DAY 104 - Merge k Sorted Lists

Hey Guys!, Welcome to DAY 104 and we are continuing on our journey to master linked list. Today we are back with a hard interesting question. So Let's get right down to it.

Question: Merge k Sorted Lists

You are given an array of k linked-lists lists, each linked-list is sorted in ascending order.

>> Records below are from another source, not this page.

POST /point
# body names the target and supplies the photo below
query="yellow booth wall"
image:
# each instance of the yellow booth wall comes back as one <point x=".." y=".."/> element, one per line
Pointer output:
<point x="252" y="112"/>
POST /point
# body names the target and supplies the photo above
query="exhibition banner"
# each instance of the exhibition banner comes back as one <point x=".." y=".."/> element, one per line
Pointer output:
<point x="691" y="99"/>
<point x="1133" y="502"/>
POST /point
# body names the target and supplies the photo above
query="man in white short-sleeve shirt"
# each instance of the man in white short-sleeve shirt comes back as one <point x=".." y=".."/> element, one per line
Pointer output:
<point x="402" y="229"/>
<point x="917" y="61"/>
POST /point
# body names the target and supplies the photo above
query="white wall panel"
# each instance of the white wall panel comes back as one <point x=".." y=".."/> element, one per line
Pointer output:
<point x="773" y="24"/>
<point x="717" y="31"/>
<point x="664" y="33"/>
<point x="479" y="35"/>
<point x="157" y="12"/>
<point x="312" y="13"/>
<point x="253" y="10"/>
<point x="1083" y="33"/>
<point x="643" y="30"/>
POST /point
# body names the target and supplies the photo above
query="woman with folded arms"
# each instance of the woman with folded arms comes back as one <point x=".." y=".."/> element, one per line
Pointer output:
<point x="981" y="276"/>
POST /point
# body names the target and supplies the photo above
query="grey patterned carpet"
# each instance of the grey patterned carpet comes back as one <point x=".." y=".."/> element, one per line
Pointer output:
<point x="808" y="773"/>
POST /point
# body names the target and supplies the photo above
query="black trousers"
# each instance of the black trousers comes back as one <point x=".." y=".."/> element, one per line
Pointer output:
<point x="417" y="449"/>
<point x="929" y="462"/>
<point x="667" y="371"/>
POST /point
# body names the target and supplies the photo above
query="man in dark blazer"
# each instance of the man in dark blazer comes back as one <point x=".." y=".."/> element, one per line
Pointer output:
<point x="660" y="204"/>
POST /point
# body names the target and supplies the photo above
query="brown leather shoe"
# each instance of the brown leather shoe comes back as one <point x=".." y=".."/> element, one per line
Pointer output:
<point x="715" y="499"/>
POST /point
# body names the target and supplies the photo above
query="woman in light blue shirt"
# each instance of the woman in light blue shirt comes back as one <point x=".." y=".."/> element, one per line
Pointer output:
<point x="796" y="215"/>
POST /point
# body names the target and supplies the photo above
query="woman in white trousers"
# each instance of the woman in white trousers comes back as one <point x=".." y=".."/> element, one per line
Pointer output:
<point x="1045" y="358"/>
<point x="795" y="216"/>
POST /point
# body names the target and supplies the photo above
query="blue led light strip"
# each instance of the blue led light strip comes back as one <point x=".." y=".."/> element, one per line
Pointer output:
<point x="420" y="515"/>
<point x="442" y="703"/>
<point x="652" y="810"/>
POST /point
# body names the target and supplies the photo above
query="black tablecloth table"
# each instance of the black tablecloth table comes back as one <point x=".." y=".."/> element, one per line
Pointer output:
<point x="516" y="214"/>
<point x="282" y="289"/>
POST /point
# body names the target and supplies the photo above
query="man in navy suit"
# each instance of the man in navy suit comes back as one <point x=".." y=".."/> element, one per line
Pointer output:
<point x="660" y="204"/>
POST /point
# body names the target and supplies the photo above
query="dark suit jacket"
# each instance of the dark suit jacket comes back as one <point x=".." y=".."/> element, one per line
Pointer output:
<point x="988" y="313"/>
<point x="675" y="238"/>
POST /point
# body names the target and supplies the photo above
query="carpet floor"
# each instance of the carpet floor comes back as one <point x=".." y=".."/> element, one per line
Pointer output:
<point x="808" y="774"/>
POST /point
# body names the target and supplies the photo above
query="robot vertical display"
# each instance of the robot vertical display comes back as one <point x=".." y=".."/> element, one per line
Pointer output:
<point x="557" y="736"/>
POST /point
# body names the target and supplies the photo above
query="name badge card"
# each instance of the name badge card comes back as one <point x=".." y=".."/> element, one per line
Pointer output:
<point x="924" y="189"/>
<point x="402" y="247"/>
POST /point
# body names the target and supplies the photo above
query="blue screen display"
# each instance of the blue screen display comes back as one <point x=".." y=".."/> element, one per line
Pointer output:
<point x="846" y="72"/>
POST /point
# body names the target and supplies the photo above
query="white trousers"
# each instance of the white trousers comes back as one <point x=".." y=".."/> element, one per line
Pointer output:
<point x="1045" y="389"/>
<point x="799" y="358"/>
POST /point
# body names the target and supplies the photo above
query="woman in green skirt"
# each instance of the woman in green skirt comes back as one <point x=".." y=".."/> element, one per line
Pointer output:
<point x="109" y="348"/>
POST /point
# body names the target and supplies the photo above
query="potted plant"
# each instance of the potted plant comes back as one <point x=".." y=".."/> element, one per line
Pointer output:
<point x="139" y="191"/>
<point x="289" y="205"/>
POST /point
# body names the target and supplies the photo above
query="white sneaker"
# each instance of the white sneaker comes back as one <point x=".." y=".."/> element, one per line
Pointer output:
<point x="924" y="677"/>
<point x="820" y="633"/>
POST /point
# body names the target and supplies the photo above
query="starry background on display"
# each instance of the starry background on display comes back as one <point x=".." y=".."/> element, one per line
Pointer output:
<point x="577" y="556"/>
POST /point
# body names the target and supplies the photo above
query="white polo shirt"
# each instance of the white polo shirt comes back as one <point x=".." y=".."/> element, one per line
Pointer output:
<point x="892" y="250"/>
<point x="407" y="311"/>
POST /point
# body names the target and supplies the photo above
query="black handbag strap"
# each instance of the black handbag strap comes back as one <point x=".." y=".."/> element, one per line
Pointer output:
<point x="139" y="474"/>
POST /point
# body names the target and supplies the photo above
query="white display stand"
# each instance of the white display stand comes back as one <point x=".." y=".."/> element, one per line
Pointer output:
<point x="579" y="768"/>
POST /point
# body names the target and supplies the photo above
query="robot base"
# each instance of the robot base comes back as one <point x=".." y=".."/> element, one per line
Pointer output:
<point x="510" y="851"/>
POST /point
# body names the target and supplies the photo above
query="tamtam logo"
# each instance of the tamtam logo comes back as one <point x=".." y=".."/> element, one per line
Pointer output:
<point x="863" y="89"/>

Merge all the linked-lists into one sorted linked-list and return it.

Examples:

Example 1:

Input: lists = [[1,4,5],[1,3,4],[2,6]]
Output: [1,1,2,3,4,4,5,6]
Explanation: The linked-lists are:
[
1->4->5,
1->3->4,
2->6
]
merging them into one sorted list:
1->1->2->3->4->4->5->6

Example 2:

Input: lists = []
Output: []

Question Breakdown:

• Ok so despite it being tagged as the hard problem is quite easy to understand.
• The description is asking us to make an merge all the given linked lists in a vector which are already sorted in order.
• So what we have to do is basically merge all the lists but If the size is too big, we can't be declaring pointers for every list right.

The Approach

To solve this problem efficiently, we can use a divide-and-conquer strategy. Here's a step-by-step explanation of our approach:

1. Handle Edge Cases:

   • If the input array of linked lists is empty, we return nullptr, indicating an empty list.
   • If there's only one linked list in the array, we return it as the result.

2. Pairwise Merge:

   • We start by dividing the array of linked lists into pairs and merging each pair into a single list.
   • For example, if we have k linked lists, we pair the first list with the (k/2 + 1)-th list, the second list with the (k/2 + 2)-th list, and so on.
   • We do this merging iteratively until we have only one merged list remaining.

3. Merging Two Lists:

   • To merge two sorted linked lists, we use a helper function called mergeTwoLists.
   • This function takes two pointers, p1 and p2, each pointing to the head of a sorted list.
   • We create a new dummy node, ans, to build the merged list.
   • While both p1 and p2 are not null, we compare the values at their current positions.
   • We append the node with the smaller value to the merged list and advance the respective pointer.
   • We continue this process until one of the lists becomes null.
   • Finally, we attach the remaining nodes (if any) from the non-null list to the merged list.

4. Return the Result:

   • After pairwise merging, we're left with one merged list in the array.
   • We return the head of this merged list as our final result.

Code:

    ListNode* mergeTwoLists(ListNode* p1, ListNode* p2){
        ListNode* ans = new ListNode();
        ListNode* temp = ans;

        while(p1 && p2){
            if(p1->val < p2->val){
                temp->next = p1;
                p1 = p1->next;
            }
            else{
                temp->next= p2;
                p2 = p2->next;
            }
            temp = temp->next;
        }

        if(p1) temp->next = p1;
        else temp->next = p2;

        return ans->next;

    }
   ListNode* mergeKLists(vector<ListNode*>& lists) {
    int n = lists.size();
    if (n == 0) return nullptr;
    if (n == 1) return lists[0];

    while (n > 1) {
        int k = (n + 1) / 2;
        for (int i = 0; i < n / 2; ++i) {
            lists[i] = mergeTwoLists(lists[i], lists[i + k]);
        }
        n = k;
    }

    return lists[0];
}

Let's analyze the time and space complexity of our solution:

• Time Complexity: The time complexity depends on the number of nodes in all the linked lists. During each pairwise merge, we traverse all the nodes exactly once. Since we perform log₂(k) iterations (where k is the number of linked lists), the total time complexity is O(N⋅log(k)), where N is the total number of nodes.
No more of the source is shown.